Rian tertawa, “Oke, oke, deal! Kalau kamu mau belanja, aku siap membantu.”
“Wah, terima kasih, sayang,” ucap Lily dengan suara genit. Ia tidak bisa menyembunyikan rasa senangnya. Keduanya kembali tenggelam dalam ciuman yang semakin intens, merasakan keinginan yang tak tertahankan.
Setelah beberapa waktu, Rian mulai merasa perlu untuk bangkit dan berpakaian. “Kita sepertinya harus bersiap-siap. Nanti ada yang nyari kita,” ucapnya.
“Ah, ntar aja! Ini lebih seru,” Lily menggoda sambil menempelkan bibirnya lagi ke bibir Rian, menahan untuk tidak berpisah dari momen ini.
Rian tertawa, “Kalau gitu, aku juga mau kelonan terus!” Ia kembali menarik tubuh Lily, memeluknya erat sambil kecup-kecup manja di lehernya.
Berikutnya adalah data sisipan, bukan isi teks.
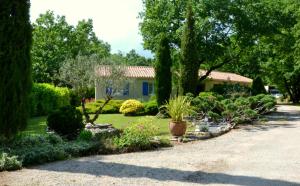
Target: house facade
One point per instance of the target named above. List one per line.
(140, 83)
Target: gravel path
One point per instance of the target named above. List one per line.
(267, 154)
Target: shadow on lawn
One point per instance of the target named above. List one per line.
(117, 170)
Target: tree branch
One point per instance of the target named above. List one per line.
(108, 98)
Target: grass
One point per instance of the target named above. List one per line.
(37, 125)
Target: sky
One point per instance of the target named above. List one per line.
(115, 21)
“Mau berapa lama sih kita di sini?” tanya Lily sambil mengelus wajah Rian.
“Sampai kita merasa puas!” jawab Rian dengan semangat.
Keduanya kembali melanjutkan permainan manis itu, terjebak dalam keasyikan yang hanya mereka berdua yang mengerti. Kecupan demi kecupan terasa begitu berarti, seolah-olah mengikat mereka dalam satu kesatuan.
“Rian, ini momen terbaik yang pernah aku alami,” Lily berbisik, merasa nyaman dalam pelukan Rian.
“Dan aku tidak ingin mengakhirinya. Kita bisa terus begini,” balas Rian, merasakan ikatan yang semakin kuat di antara mereka.
Keduanya melanjutkan permainan mereka, menikmati setiap detik yang ada, merasakan cinta dan keinginan yang tak terungkapkan. Dalam momen-momen ini, semua masalah dunia luar seakan menghilang, dan hanya ada mereka berdua yang ada di dalam kamar tersebut.
Setelah beberapa saat, Lily tersenyum, “Tapi kita harus keluar juga, kan? Biar orang lain tahu kita ada di sini.”
“Baiklah, kita bisa keluar, tapi hanya jika kamu janji untuk terus menemaniku,” Rian menggoda, mencubit lembut pipi Lily.
“Ya, pasti! Kita kan sudah sepakat,” jawab Lily, bersiap untuk mengenakan pakaian.
Dengan satu terakhir ciuman, mereka berdua akhirnya bersiap untuk keluar, namun masih membawa kehangatan dan kebahagiaan dari momen yang baru saja mereka alami. Keduanya tahu, ini hanyalah awal dari petualangan mereka selanjutnya, dan mereka tidak sabar menunggu apa yang akan terjadi berikutnya.
Mereka berdua saling tersenyum, membawa semangat baru untuk menjalani hari, dengan harapan dan impian yang terus menyala di dalam hati mereka.